El jueves, refugiándose del
aguacero, entró en el bar Aurora con su nieta. Nos sorprendió: salvo los
domingos por la mañana, nunca hay niños en el bar. De todas maneras entendimos
que agua, viento y frío aconsejaban hacer un alto hasta que la climatología
diera tregua y pudiesen regresar a casa sin calarse hasta los huesos.
La nieta de Aurora tiene cuatro
años y se hace acompañar del desparpajo que otorga la infancia, de la inocencia
que se arroga quien no ha aprendido a mentir.

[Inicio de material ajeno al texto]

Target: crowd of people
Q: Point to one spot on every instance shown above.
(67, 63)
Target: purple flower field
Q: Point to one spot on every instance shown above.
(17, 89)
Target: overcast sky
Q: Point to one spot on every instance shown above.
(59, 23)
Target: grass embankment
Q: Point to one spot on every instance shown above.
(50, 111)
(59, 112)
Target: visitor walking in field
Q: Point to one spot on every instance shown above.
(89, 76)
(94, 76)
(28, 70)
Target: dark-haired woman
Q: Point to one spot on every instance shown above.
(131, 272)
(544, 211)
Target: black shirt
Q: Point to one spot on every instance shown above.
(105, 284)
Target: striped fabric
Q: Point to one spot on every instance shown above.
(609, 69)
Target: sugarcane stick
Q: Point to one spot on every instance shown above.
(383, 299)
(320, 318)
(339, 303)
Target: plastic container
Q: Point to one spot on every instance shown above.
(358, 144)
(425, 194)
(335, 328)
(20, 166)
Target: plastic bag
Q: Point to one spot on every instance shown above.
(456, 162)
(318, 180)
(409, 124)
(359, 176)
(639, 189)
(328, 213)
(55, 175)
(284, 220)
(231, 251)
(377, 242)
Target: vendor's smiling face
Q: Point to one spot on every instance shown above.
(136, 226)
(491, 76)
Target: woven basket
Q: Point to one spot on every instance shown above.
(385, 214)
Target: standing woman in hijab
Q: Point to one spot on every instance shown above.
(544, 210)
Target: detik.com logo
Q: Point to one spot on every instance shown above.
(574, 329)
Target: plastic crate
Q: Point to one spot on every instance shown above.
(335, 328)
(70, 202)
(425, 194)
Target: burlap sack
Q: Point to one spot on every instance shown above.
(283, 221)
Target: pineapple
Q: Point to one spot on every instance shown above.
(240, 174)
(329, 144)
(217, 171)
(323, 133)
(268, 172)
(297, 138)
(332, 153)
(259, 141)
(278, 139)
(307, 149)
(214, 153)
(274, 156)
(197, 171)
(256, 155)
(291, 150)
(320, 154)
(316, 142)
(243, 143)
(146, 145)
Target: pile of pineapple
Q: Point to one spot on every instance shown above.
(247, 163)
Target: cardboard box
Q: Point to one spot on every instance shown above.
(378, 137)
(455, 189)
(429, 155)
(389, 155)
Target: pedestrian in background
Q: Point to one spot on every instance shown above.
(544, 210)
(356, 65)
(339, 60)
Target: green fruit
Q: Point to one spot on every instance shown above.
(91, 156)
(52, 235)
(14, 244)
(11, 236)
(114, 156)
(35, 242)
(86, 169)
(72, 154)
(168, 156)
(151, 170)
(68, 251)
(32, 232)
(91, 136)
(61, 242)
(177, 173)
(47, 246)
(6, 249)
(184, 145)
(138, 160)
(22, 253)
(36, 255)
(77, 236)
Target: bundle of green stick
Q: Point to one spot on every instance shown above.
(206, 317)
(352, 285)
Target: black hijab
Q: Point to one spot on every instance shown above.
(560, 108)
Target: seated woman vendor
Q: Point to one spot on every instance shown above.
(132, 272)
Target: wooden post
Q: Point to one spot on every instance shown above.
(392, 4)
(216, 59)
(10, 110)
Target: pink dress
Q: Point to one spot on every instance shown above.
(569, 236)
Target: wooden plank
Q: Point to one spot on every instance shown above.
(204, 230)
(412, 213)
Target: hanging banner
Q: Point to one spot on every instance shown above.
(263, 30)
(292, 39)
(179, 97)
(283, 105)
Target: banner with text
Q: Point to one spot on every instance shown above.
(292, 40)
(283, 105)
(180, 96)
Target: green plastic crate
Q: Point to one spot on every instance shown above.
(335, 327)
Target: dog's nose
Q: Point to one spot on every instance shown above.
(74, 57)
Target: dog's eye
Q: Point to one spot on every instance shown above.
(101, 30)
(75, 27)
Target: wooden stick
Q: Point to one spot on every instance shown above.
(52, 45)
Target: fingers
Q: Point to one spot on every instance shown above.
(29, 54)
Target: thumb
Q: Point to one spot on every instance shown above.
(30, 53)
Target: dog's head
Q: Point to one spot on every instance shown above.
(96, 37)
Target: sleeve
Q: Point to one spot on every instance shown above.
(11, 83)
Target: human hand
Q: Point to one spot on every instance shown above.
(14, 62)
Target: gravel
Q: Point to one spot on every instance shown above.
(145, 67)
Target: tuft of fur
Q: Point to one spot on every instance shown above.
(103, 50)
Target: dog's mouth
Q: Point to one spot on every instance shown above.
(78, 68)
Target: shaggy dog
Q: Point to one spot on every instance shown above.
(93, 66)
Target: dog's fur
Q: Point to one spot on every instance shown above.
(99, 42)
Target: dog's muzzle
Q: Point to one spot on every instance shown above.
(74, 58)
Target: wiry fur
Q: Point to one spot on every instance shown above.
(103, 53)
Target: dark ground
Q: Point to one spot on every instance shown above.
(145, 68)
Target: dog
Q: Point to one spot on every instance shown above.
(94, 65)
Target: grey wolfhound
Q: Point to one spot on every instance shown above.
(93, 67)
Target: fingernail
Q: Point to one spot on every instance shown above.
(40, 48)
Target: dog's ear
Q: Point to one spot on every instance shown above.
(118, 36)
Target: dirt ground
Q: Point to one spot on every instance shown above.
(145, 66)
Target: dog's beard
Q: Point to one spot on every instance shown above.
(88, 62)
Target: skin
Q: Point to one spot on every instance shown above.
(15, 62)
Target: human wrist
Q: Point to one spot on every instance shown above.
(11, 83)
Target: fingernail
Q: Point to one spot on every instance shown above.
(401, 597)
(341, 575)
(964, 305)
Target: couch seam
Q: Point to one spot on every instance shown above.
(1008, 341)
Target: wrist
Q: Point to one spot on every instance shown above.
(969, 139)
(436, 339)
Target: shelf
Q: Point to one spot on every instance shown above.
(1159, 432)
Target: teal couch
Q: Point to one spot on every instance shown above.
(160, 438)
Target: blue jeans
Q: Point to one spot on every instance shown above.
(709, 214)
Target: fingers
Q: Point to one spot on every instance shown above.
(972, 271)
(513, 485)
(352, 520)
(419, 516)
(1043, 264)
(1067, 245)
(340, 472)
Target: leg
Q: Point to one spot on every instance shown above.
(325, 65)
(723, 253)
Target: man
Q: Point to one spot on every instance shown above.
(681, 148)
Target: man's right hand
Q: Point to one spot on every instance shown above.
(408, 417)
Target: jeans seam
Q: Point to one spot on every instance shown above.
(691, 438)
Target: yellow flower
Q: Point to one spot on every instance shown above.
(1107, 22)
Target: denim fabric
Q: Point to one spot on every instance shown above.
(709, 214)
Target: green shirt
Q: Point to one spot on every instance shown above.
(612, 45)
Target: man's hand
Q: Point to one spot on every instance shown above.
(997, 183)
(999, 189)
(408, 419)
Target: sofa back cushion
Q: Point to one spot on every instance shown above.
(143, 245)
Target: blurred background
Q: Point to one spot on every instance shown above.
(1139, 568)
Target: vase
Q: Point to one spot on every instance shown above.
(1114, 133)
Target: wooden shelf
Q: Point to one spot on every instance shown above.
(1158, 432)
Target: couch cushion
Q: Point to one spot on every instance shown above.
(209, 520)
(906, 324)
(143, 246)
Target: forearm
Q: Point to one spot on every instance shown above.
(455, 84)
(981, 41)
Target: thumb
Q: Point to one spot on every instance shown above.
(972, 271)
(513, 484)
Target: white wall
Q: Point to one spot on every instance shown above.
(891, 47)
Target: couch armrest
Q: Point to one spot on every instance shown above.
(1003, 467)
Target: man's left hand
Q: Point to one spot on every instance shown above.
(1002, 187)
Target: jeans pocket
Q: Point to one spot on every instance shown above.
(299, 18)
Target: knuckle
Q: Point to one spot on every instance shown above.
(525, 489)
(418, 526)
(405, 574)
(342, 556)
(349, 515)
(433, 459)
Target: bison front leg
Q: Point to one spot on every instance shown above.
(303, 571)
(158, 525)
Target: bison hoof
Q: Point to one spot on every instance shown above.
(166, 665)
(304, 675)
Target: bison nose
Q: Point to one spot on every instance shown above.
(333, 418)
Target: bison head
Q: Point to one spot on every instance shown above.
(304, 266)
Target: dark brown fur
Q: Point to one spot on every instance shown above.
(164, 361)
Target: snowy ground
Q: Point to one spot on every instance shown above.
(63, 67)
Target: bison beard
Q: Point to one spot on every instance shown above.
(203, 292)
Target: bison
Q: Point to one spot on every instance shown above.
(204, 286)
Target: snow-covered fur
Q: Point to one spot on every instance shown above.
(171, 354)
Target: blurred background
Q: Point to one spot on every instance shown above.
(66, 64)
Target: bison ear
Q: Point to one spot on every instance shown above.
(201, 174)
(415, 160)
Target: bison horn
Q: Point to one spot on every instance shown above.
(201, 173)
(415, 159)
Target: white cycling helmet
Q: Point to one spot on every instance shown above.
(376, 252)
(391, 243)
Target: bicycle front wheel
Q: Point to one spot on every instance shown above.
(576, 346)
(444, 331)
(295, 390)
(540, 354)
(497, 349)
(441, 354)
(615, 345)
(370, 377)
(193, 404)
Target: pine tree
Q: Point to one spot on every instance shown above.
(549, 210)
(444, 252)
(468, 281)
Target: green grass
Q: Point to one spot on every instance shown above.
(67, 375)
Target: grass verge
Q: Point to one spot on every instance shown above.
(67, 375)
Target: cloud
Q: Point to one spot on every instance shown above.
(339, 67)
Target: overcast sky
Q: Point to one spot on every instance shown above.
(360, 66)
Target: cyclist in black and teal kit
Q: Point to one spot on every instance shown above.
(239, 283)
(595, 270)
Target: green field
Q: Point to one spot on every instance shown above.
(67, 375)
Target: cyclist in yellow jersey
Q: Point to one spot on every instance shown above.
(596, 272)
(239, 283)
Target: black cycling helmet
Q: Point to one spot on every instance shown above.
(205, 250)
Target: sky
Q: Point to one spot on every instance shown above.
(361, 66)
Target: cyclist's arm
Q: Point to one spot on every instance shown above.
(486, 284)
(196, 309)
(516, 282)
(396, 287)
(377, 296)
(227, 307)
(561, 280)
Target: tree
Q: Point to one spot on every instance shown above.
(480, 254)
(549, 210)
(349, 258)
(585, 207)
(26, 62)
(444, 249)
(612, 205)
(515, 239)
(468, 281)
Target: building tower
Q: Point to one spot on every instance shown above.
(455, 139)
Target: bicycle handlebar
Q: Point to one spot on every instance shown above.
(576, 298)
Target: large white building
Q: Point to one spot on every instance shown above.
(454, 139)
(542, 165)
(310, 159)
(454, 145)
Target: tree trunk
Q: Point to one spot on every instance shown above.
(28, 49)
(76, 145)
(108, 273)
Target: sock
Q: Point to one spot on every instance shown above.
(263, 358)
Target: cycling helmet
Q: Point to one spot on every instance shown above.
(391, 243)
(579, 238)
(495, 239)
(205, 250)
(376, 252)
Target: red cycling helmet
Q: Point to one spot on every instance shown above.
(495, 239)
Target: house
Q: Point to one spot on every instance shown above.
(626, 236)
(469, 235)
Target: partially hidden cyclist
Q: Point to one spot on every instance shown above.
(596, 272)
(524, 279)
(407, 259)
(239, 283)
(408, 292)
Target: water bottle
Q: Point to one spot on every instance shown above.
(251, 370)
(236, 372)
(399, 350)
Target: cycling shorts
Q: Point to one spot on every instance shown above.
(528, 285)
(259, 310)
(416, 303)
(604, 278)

Le hicimos las monerías de rigor
y de su oreja brotó algún que otro caramelo que la niña guardó, entre risas,
para después de comer.
Quizás para disimular la
impetuosidad del chaparrón, pedimos otra ronda mientras la niña, aburrida
porque ya nos habíamos centrado en conversaciones de adultos, se asomó a la
cristalera de la puerta y contempló algo que para nosotros pasó desapercibido.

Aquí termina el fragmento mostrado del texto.